Kotb Rami, Pinganaud Caroline, Trichet Catherine, Lambotte Olivier, Dreyfus Marie, Delfraissy Jean-François, Tchernia Gil, Goujard Cécile
Department of Internal Medicine, Hôpital de Bicêtre, AP-HP, Faculte de Medecine Paris-Sud, 78 rue du Général Leclerc, 94275 Le Kremlin-Bicêtre, France.
Eur J Haematol. 2005 Jul;75(1):60-4. doi: 10.1111/j.1600-0609.2005.00437.x.
Treatment of auto-immune cytopenia refractory to front line therapy with intravenous immunoglobulins and steroids is a matter of concern. We assessed the efficacy and safety of mycophenolate mofetil in a prospective open preliminary study.
Adult patients with steroid refractory auto-immune cytopenias were included. Mycophenolate mofetil (MMF) was added to treatment given at the time of inclusion, and efficacy was evaluated in term of improvement of platelet/haemoglobin levels and in term of reduction of previously given drugs, if any. All auto-immune thrombocytopenic purpura (AITP) patients had serologic assessment for associated auto-antibodies at the time of inclusion.

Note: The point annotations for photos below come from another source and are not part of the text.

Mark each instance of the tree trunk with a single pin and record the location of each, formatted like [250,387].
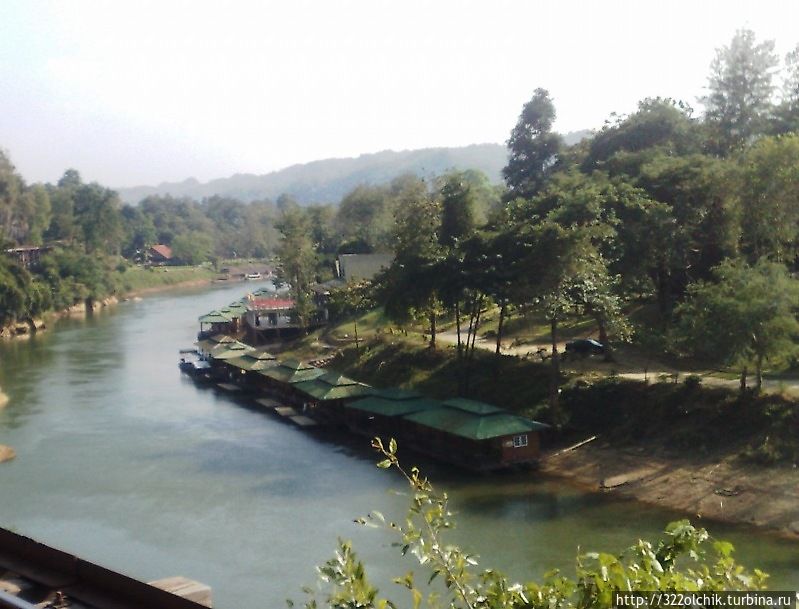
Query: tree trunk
[502,309]
[458,327]
[603,336]
[664,298]
[759,373]
[476,326]
[554,381]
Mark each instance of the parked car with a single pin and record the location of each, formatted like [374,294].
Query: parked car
[585,347]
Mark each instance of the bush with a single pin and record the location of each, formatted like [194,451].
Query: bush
[679,561]
[692,381]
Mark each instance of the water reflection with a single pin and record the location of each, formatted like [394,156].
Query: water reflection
[124,461]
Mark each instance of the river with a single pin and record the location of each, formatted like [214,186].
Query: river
[124,461]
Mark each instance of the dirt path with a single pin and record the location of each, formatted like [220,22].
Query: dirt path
[627,370]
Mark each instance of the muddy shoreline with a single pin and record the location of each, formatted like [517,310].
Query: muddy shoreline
[718,488]
[39,324]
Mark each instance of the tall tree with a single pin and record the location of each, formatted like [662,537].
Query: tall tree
[768,196]
[297,257]
[457,209]
[740,90]
[533,148]
[786,115]
[748,312]
[411,284]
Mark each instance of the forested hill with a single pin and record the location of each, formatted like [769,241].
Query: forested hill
[328,180]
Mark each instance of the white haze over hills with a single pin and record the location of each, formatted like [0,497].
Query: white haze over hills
[328,180]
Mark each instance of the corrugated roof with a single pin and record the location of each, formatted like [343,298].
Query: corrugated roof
[230,350]
[395,393]
[163,250]
[213,341]
[393,408]
[296,364]
[289,374]
[473,406]
[473,426]
[256,360]
[214,317]
[270,304]
[337,380]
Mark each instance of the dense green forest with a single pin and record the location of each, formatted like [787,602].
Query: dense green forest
[695,213]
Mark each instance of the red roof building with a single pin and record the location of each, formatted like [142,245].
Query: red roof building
[160,253]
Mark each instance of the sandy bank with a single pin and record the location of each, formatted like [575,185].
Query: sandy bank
[192,283]
[720,488]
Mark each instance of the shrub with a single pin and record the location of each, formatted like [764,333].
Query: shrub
[679,561]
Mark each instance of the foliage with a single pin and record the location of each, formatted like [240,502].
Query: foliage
[748,312]
[298,259]
[740,89]
[533,148]
[768,199]
[680,561]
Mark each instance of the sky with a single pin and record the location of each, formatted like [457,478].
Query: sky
[140,92]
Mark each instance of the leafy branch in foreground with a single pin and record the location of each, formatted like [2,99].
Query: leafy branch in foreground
[678,562]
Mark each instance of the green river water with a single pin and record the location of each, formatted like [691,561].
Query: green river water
[125,462]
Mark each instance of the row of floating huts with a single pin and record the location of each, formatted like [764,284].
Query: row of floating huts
[465,432]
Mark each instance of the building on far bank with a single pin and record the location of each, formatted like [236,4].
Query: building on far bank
[354,268]
[160,254]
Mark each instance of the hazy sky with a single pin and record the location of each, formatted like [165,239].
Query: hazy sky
[137,92]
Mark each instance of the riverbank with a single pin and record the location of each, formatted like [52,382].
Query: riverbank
[705,451]
[717,488]
[139,284]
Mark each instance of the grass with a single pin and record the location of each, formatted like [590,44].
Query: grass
[512,383]
[140,278]
[684,418]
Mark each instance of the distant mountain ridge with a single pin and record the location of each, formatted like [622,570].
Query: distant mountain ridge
[328,180]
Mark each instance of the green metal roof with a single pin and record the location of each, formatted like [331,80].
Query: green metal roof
[393,408]
[230,350]
[472,426]
[473,406]
[337,380]
[237,306]
[295,364]
[323,391]
[334,386]
[289,374]
[215,317]
[214,341]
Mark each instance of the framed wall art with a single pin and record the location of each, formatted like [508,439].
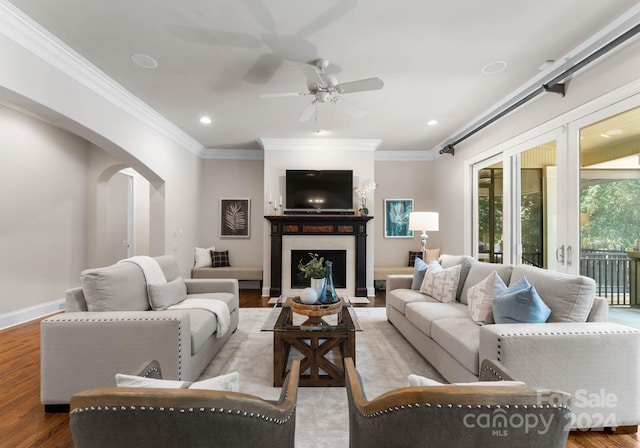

Cytopenias associated with other auto-immune diseases, lymphoproliferative diseases or HIV infection were excluded.
From November 1999 through November 2003, 13 patients were included (nine AITP, three auto-immune haemolytic anaemia (AIHA), one Evans' syndrome; four males, nine females; age: 35-72 yr). For AITP patients, an overall response of 78% was observed. Retrospective analysis showed no significant difference between patients having a short disease duration (<1 yr) and longer disease duration; between patients who previously received more or less than three treatments; and between patients for whom MMF was started as monotherapy or in association with prednisone, However, all AITP patients presenting associated auto-antibodies responded to MMF, while only 50% of patients without associated antibodies were responders. All patients presenting AIHA and Evans' syndrome were responders. The drug was well tolerated, with no significant side effects reported. The cumulative data suggest a potential place for MMF in the treatment arsenal of refractory cytopenias.
对于一线治疗(静脉注射免疫球蛋白和类固醇)难治的自身免疫性血细胞减少症的治疗是一个令人关注的问题。我们在一项前瞻性开放性初步研究中评估了霉酚酸酯的疗效和安全性。
纳入对类固醇难治的自身免疫性血细胞减少症的成年患者。在纳入时将霉酚酸酯(MMF)添加到治疗中,并根据血小板/血红蛋白水平的改善情况以及先前使用药物(如有)的减少情况来评估疗效。所有自身免疫性血小板减少性紫癜(AITP)患者在纳入时均进行了相关自身抗体的血清学评估。排除与其他自身免疫性疾病、淋巴增生性疾病或HIV感染相关的血细胞减少症。
从1999年11月至2003年11月,纳入了13例患者(9例AITP、3例自身免疫性溶血性贫血(AIHA)、1例伊文氏综合征;4例男性,9例女性;年龄:35 - 72岁)。对于AITP患者,观察到总体缓解率为78%。回顾性分析显示,疾病持续时间短(<1年)和长的患者之间;先前接受治疗或多或少少于三次的患者之间;以及MMF作为单一疗法或与泼尼松联合开始治疗的患者之间,均无显著差异。然而,所有存在相关自身抗体的AITP患者对MMF有反应,而无相关抗体的患者只有50%有反应。所有表现为AIHA和伊文氏综合征的患者均有反应。该药物耐受性良好,未报告有显著副作用。累积数据表明MMF在难治性血细胞减少症的治疗手段中可能占有一席之地。